Urban Istanbul is a surprisingly westernized place. I learned this watching an exquisitely shot film called "Distant" this evening. I recommend it to fans of minimalist cinema. It is the story of Mahmut, a divorced 40 year old commercial photographer living in a modern, very European Istanbul. It is clear that he once held ideals about photography, but pays the bills by shooting floor tiles. When inspiration strikes, he's too jaded to find the motivation. This is a metaphor for his life, which is the real subject of the film.

In one scene, Mahmut is sitting near the Bosphorus River, thinking about how he came to this "distant" emotional place.

It was a familiar scene, one I remember from my days as a college student struggling with the emerging realities of adulthood. But at 20, there was always a comforting depth to my melancholy. It often felt authentic, real, hopeful, and even quite inspiring. I suppose It was the weight of the future that made it so strangely fulfilling.

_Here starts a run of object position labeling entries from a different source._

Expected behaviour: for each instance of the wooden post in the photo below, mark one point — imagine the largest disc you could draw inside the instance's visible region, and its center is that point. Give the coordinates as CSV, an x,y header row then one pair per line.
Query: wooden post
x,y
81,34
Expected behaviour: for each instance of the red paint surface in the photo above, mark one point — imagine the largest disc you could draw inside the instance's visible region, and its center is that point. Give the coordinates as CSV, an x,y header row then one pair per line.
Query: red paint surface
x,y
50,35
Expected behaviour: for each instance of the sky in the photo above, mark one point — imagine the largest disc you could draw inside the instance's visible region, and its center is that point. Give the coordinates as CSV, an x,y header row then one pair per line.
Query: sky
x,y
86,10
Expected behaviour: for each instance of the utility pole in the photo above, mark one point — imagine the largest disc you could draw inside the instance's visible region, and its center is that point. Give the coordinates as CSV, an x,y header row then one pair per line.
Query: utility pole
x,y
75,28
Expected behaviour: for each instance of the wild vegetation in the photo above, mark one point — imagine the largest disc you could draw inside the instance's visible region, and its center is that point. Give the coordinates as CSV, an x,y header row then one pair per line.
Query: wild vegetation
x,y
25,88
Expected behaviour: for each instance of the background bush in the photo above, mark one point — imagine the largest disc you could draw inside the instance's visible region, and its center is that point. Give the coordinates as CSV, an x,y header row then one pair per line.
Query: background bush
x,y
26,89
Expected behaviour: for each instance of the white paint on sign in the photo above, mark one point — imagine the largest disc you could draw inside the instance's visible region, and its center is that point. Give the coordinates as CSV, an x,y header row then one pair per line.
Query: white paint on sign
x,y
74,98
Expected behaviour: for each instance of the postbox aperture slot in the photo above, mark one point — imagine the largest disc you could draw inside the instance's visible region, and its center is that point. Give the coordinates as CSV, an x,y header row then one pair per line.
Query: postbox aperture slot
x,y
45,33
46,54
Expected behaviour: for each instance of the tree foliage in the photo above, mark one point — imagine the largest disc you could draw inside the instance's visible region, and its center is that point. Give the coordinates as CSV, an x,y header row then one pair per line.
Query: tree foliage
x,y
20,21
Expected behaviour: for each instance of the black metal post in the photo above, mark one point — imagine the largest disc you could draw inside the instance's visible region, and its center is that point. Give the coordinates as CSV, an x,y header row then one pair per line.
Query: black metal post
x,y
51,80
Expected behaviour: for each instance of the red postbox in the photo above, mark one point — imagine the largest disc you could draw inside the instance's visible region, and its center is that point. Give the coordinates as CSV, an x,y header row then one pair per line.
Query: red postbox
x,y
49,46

40 year old Mahmut sits as a man well into his life and very alone, very much looking back rather than forward. In Mahmut, the same emotions I recognized from my melancholy college days seem to have a much different, tragic meaning.

The pacing of the fillm is very deliberate, full of the kind of pregnant silence that polarizes movie fans. Highly recommended, if you're into that kinda thing (which I am).